Business ties with China, influx of migrant workers causing stagnant wage growth: Taiwan Cabinet

TAIPEI (Taiwan News) - Intimate relationships between Chinese and Taiwanese businesses, an oversupply of college graduates, and a rapid influx of foreign blue collar workers have been blamed for the stagnant wages affecting Taiwan over the past two decades, said the Vice Premier Shih Jun-ji (施俊吉) on Monday.

Taiwan's real wages have been stagnant for two decades. In 2016, the government under the Tsai administration dedicated itself to tackling the problem of low pay.

At Monday's press conference, Shih offered an explanation for the slow wage growth. He first attributed the problem to close trade ties between Taiwan and China, whose low-skilled workers are paid relatively lower than Taiwanese workers. He noted that free trade between the two countries has progressively equalized the wages of workers from the both sides over time, according to a "Factor-Price Equalization Theorem" as cited by Shih. 

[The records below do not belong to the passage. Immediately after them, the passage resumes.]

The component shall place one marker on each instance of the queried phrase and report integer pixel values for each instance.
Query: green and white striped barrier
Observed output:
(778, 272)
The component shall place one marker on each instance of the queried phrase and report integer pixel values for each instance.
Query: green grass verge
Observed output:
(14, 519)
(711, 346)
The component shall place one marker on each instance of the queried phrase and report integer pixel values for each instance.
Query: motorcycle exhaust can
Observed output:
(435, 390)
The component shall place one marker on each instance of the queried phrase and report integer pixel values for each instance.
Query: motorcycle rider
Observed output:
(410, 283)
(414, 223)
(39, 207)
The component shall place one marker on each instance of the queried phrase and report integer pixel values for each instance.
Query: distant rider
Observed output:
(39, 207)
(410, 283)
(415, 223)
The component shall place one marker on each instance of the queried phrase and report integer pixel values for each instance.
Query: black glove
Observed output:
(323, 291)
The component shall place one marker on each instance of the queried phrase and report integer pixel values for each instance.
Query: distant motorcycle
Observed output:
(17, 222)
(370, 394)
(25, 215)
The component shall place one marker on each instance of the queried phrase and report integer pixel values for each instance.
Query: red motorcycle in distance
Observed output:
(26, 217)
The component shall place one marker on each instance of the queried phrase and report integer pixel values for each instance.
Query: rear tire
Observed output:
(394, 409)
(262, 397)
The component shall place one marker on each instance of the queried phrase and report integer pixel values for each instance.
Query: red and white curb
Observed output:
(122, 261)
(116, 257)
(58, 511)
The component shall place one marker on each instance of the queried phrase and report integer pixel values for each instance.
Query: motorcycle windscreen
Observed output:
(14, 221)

The second reason is said to be an oversupply of college graduates over the past two decades. The rapid expansion of higher education in the country after 1998 has led to a devaluation of degrees, creating fewer and fewer incentives for employers to pay college graduates decent wages.

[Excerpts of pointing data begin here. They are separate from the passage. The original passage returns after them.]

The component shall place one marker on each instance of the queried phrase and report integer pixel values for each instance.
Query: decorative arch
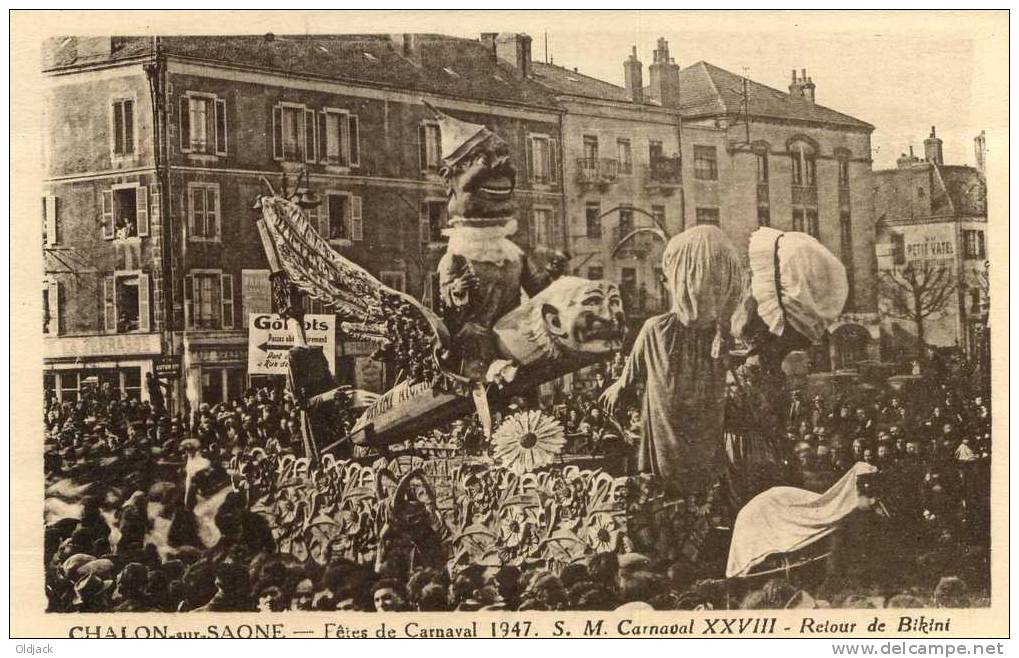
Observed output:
(795, 144)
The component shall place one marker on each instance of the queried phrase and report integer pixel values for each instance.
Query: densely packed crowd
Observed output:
(152, 511)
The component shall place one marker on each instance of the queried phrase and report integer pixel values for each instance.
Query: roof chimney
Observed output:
(516, 50)
(980, 151)
(407, 45)
(932, 148)
(488, 41)
(664, 73)
(633, 73)
(802, 87)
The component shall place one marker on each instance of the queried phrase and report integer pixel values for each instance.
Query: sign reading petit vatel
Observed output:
(269, 339)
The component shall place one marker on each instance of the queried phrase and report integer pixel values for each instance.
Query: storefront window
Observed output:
(132, 382)
(212, 385)
(68, 387)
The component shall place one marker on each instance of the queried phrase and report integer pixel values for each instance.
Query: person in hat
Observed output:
(797, 289)
(92, 594)
(482, 272)
(677, 358)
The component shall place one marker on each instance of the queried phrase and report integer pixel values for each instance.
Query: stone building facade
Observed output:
(932, 217)
(155, 152)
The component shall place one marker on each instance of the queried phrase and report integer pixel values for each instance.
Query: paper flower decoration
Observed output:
(528, 440)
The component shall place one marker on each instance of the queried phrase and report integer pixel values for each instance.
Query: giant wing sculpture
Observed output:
(407, 332)
(571, 324)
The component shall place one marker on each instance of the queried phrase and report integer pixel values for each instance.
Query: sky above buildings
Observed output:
(902, 72)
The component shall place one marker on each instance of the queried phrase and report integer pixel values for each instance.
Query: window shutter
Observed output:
(192, 233)
(189, 300)
(323, 139)
(142, 210)
(426, 291)
(310, 150)
(220, 126)
(184, 124)
(227, 299)
(277, 132)
(108, 214)
(53, 292)
(553, 161)
(555, 232)
(357, 224)
(354, 135)
(118, 139)
(155, 204)
(144, 312)
(423, 147)
(212, 213)
(530, 159)
(51, 220)
(129, 126)
(109, 306)
(425, 224)
(324, 217)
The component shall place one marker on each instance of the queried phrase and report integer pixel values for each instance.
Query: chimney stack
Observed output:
(488, 41)
(932, 148)
(802, 87)
(516, 50)
(980, 151)
(633, 73)
(664, 73)
(407, 45)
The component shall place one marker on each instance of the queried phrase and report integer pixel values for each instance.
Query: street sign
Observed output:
(269, 339)
(167, 367)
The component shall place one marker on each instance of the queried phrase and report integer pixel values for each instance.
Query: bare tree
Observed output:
(917, 291)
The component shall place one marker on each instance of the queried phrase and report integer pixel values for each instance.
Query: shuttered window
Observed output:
(203, 124)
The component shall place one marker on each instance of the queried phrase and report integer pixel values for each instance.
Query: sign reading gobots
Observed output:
(269, 339)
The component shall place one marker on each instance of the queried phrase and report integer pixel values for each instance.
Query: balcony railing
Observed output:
(663, 171)
(804, 196)
(638, 303)
(597, 170)
(638, 247)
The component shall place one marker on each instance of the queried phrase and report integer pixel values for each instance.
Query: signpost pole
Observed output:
(289, 308)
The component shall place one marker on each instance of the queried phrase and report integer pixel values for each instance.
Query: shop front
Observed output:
(72, 365)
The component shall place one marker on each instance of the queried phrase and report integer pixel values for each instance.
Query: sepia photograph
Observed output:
(686, 312)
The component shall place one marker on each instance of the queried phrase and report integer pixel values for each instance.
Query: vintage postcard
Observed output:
(449, 324)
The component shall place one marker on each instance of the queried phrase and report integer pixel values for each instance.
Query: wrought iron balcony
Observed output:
(663, 172)
(804, 196)
(597, 170)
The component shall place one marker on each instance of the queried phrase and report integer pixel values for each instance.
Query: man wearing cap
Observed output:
(482, 272)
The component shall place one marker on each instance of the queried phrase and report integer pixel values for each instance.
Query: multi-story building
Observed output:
(755, 156)
(155, 150)
(703, 146)
(931, 222)
(622, 174)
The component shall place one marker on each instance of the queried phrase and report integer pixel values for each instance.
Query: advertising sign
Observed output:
(269, 339)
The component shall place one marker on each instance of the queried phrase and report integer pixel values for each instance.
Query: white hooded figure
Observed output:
(797, 289)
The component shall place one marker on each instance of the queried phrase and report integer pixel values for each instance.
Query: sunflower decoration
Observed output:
(602, 533)
(528, 440)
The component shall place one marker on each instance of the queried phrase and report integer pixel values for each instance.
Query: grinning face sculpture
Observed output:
(578, 316)
(480, 184)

A third reason is the rapid increase of foreign blue collar workers in Taiwan. Migrant workers have been included in the country's wage statistics, and are usually paid the minimum wage, but their demographic has skyrocketed from less than 10,000 people 25 years ago, to more than 600,000 in 2017, creating a drag on national wage averages. "Only by setting migrant workers' salaries aside can the figures truly reflect the growing trend of domestic workers' salaries," said Shih.    

Shih added that pay levels have increased in recent years but they have yet to be felt by a majority of the population because the gain has been mostly used to pay extra costs of labor and health insurance fees, and retirement pensions by employers.  

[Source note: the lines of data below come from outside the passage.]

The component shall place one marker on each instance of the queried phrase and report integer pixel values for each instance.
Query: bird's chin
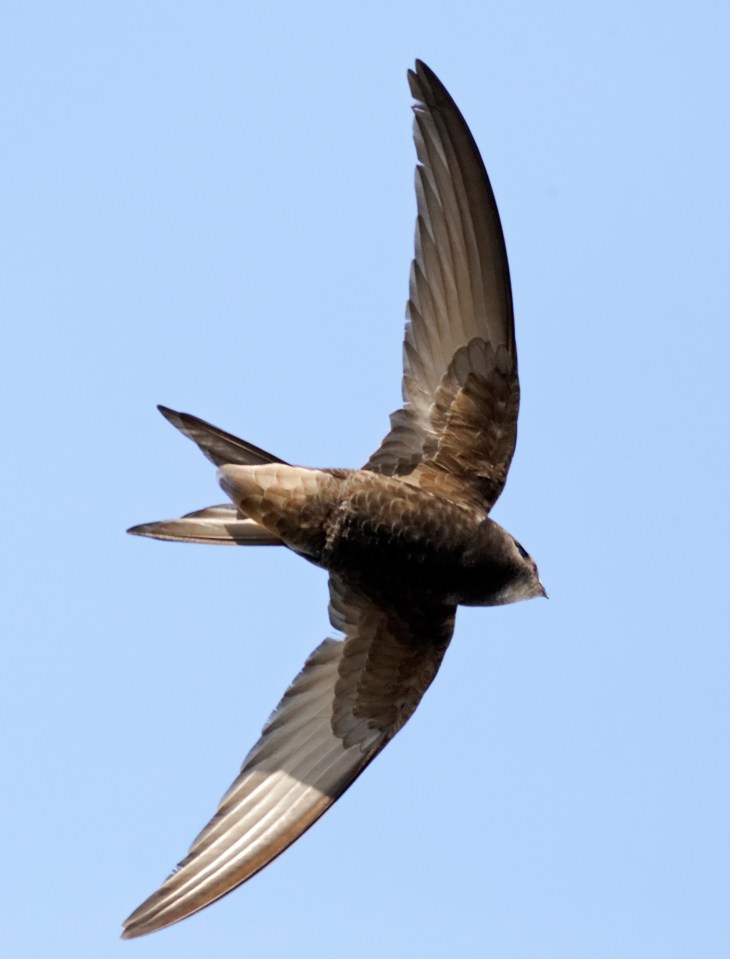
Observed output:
(512, 593)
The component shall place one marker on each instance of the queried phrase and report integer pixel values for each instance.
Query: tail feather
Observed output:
(220, 447)
(217, 525)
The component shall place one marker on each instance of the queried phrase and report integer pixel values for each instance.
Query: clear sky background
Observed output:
(210, 205)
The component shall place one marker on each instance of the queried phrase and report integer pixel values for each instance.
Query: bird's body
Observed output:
(405, 540)
(383, 533)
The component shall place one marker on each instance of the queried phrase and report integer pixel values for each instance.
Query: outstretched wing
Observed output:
(460, 386)
(349, 700)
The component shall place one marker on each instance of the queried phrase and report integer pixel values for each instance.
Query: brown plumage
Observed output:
(405, 539)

However, the country's real wages experienced notable growth in 2017, reaching NT$47,271 (US$1,588), and setting a new record high, thanks to the government's continuous efforts, said Shih. 

The Cabinet touted near-term and long-term solutions on Monday to address the issue of slow wage growth, which include increasing minimum wages of the lowest-paid public sector employees and contractors to NT$30,000 (US$1,008) per month "progressively," with a gradual raise of the minimum hourly rate, and with a wage boost for part-time or substitute teachers at elementary schools.